Dios les va a quitar su Reino para confiárselo a un pueblo que produzca frutos” (Mt 21, 43)

 

En nuestra vida en muchas ocasiones vivimos fuertes confrontaciones con los otros por nuestra manera de ser y pensar. Confrontaciones que también experimentó Jesús en su anuncio del Reino, especialmente con las autoridades religiosas de su tiempo como los sumos sacerdotes, los ancianos y los fariseos. Grupos que Jesús representa en la actitud de los cultivadores de la parábola de este día, para denotar la dureza de su corazón y su cerrazón de mente, ante el anuncio de los profetas y su propia predicación.
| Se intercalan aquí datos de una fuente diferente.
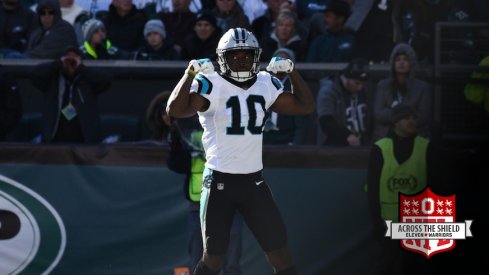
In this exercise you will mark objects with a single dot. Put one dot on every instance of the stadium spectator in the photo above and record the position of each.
(96, 46)
(54, 34)
(402, 153)
(70, 89)
(336, 45)
(377, 26)
(203, 41)
(157, 47)
(125, 24)
(157, 119)
(263, 25)
(10, 104)
(75, 15)
(402, 87)
(229, 14)
(179, 23)
(280, 128)
(16, 25)
(284, 35)
(344, 106)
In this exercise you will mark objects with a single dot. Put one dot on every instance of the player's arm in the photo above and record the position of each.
(182, 103)
(300, 101)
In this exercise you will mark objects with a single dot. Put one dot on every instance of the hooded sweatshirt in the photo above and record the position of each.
(416, 93)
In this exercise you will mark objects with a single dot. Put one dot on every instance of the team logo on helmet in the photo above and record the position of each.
(238, 39)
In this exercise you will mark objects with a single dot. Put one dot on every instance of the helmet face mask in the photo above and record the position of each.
(229, 44)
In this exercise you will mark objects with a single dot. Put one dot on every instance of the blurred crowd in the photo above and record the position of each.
(351, 110)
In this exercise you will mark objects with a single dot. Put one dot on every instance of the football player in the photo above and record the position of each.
(232, 106)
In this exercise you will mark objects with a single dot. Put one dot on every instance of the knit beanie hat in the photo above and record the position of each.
(207, 16)
(155, 25)
(90, 27)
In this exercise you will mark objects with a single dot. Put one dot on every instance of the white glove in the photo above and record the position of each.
(202, 66)
(280, 64)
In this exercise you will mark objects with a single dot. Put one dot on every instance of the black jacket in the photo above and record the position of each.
(10, 104)
(51, 42)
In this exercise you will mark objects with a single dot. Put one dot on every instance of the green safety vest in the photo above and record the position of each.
(91, 51)
(407, 178)
(197, 164)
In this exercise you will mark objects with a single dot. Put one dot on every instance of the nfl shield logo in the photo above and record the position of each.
(427, 207)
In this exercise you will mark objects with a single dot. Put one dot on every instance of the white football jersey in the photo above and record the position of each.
(233, 123)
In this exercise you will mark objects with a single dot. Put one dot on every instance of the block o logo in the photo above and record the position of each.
(32, 234)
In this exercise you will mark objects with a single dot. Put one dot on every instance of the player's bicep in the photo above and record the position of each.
(285, 104)
(198, 103)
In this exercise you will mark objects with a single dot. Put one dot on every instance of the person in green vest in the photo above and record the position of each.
(401, 154)
(187, 157)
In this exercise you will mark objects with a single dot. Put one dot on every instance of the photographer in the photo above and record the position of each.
(70, 113)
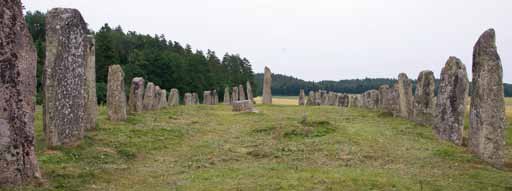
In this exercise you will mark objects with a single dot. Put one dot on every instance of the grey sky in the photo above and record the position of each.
(316, 39)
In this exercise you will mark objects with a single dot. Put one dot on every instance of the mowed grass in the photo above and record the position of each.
(280, 148)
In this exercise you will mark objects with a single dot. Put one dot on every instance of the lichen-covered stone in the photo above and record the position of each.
(423, 109)
(487, 112)
(174, 97)
(149, 96)
(135, 101)
(241, 91)
(116, 97)
(64, 77)
(91, 103)
(450, 106)
(227, 98)
(267, 86)
(405, 96)
(302, 97)
(243, 106)
(18, 163)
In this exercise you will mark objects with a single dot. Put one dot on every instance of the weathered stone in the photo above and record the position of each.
(174, 97)
(267, 87)
(91, 103)
(405, 96)
(187, 99)
(149, 96)
(64, 80)
(250, 96)
(227, 99)
(423, 109)
(135, 101)
(302, 97)
(18, 164)
(234, 94)
(158, 97)
(311, 98)
(450, 106)
(487, 111)
(243, 106)
(241, 91)
(207, 98)
(116, 97)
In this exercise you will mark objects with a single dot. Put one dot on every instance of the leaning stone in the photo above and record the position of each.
(91, 103)
(241, 91)
(116, 97)
(149, 96)
(174, 97)
(136, 98)
(302, 98)
(250, 96)
(64, 77)
(267, 87)
(423, 109)
(404, 85)
(227, 99)
(243, 106)
(18, 163)
(450, 106)
(487, 112)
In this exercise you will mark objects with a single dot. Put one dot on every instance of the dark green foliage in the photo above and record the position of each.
(166, 63)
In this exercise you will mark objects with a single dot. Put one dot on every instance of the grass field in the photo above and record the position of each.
(211, 148)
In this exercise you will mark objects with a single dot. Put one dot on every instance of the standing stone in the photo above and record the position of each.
(18, 164)
(311, 98)
(424, 98)
(174, 97)
(234, 94)
(149, 96)
(136, 96)
(227, 99)
(91, 103)
(250, 96)
(405, 96)
(64, 78)
(116, 97)
(267, 87)
(450, 106)
(302, 97)
(487, 112)
(188, 99)
(241, 91)
(207, 98)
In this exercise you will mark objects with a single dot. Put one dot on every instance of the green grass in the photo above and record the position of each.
(279, 148)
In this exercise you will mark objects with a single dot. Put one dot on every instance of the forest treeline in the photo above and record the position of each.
(290, 86)
(167, 63)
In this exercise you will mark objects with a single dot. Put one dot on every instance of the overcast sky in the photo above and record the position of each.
(316, 39)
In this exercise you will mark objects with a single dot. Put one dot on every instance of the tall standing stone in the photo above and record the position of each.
(241, 91)
(405, 96)
(234, 94)
(149, 96)
(487, 112)
(91, 104)
(227, 99)
(174, 97)
(250, 96)
(116, 96)
(64, 77)
(424, 98)
(302, 97)
(267, 87)
(450, 106)
(18, 164)
(136, 98)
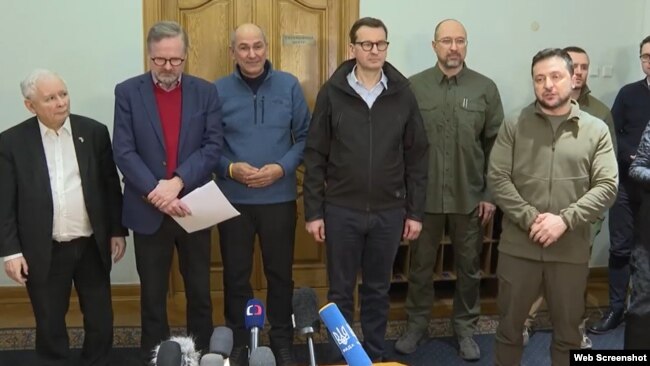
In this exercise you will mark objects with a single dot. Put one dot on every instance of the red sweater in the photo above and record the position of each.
(169, 109)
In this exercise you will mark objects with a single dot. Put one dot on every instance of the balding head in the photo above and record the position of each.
(448, 25)
(450, 45)
(248, 48)
(246, 29)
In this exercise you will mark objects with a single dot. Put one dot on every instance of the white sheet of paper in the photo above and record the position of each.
(208, 206)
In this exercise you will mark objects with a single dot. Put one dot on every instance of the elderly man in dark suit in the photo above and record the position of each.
(167, 142)
(60, 218)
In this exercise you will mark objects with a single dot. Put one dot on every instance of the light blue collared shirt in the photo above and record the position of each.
(369, 96)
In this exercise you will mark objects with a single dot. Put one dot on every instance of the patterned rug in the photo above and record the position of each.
(129, 337)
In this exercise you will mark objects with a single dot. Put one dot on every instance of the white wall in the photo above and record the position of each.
(92, 44)
(504, 35)
(96, 44)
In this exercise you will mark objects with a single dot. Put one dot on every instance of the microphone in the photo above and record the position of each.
(305, 311)
(168, 353)
(254, 320)
(177, 351)
(211, 359)
(344, 336)
(262, 356)
(221, 341)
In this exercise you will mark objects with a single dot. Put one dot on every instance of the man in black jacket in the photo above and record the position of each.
(631, 112)
(60, 211)
(366, 170)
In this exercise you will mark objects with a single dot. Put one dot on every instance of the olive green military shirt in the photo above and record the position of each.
(462, 116)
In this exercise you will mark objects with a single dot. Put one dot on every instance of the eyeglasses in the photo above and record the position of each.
(367, 45)
(161, 61)
(447, 42)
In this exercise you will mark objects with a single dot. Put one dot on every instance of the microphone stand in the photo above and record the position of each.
(310, 343)
(254, 339)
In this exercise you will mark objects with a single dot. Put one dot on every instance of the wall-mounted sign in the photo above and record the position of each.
(298, 39)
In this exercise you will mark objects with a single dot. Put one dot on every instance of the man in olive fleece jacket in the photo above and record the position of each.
(552, 171)
(590, 104)
(462, 113)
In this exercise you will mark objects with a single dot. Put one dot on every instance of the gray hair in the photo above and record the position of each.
(233, 34)
(166, 29)
(28, 85)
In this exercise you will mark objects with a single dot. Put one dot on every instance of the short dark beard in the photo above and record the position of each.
(557, 105)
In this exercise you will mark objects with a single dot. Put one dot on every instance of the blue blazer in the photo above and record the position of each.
(139, 146)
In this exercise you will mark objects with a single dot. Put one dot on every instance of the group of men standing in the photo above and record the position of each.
(387, 159)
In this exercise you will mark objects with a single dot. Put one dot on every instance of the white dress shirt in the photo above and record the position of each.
(70, 218)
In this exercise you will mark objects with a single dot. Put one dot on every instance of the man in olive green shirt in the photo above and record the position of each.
(552, 172)
(590, 104)
(462, 113)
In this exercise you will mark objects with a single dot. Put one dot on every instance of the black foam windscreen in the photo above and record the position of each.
(221, 341)
(211, 359)
(262, 356)
(169, 354)
(305, 308)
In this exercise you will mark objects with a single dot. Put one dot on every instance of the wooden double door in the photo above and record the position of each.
(307, 38)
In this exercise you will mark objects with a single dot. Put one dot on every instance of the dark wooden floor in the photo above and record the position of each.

Actitud que hace que el anuncio del Reino deje de ser un privilegio del pueblo judío que dichas autoridades representan, para pasar a otro, que si acoja y fructifique su mensaje. Pidamos al Señor, que nos ayude en este tiempo de cuaresma, a abrir nuestra mente y nuestro corazón a sus enseñanzas. A no cerrarnos en nuestros propios intereses o egoísmos como las autoridades religiosas de Jerusalén sino a aprender a dialogar con los de aquellos que compartimos a diario nuestra vida. Que aprendamos a ser personas abiertas, capaces de dialogar con las enseñanzas del evangelio y con las ideas de los demás.

 

Actitud: Apertura.

 

Reflexionemos:

¿Somos personas abiertas y tolerantes con los demás?, ¿cómo acogemos en nuestra vida las enseñanzas del evangelio?

 

Oremos:

Danos, Señor, la capacidad de aprender a escuchar con apertura y docilidad tus enseñanzas. A ser personas receptivas, tolerantes, abiertas al diálogo y a la novedad que tu mensaje representa. Así mismo, a las ideas de quienes están a nuestro lado. Amén.

 

Recordemos:

La apertura nos ayuda a dejarnos sorprender por la novedad del Evangelio y de las situaciones que la vida a diario nos presenta.

 

Actuemos:

Abramos nuestro corazón en este día a las necesidades de nuestros seres queridos y seamos abiertos y solidarios para salir a su encuentro.

 

Profundicemos:

Muchas veces necesitamos cultivar al interior de nuestra familia espacios de diálogo que nos lleve a reconocer las realidades que vivimos y abrirnos a ellas. La oración propicia este espacio además de ayudarnos a fortalecer los lazos que nos unen (Libro: El ovillo enredado).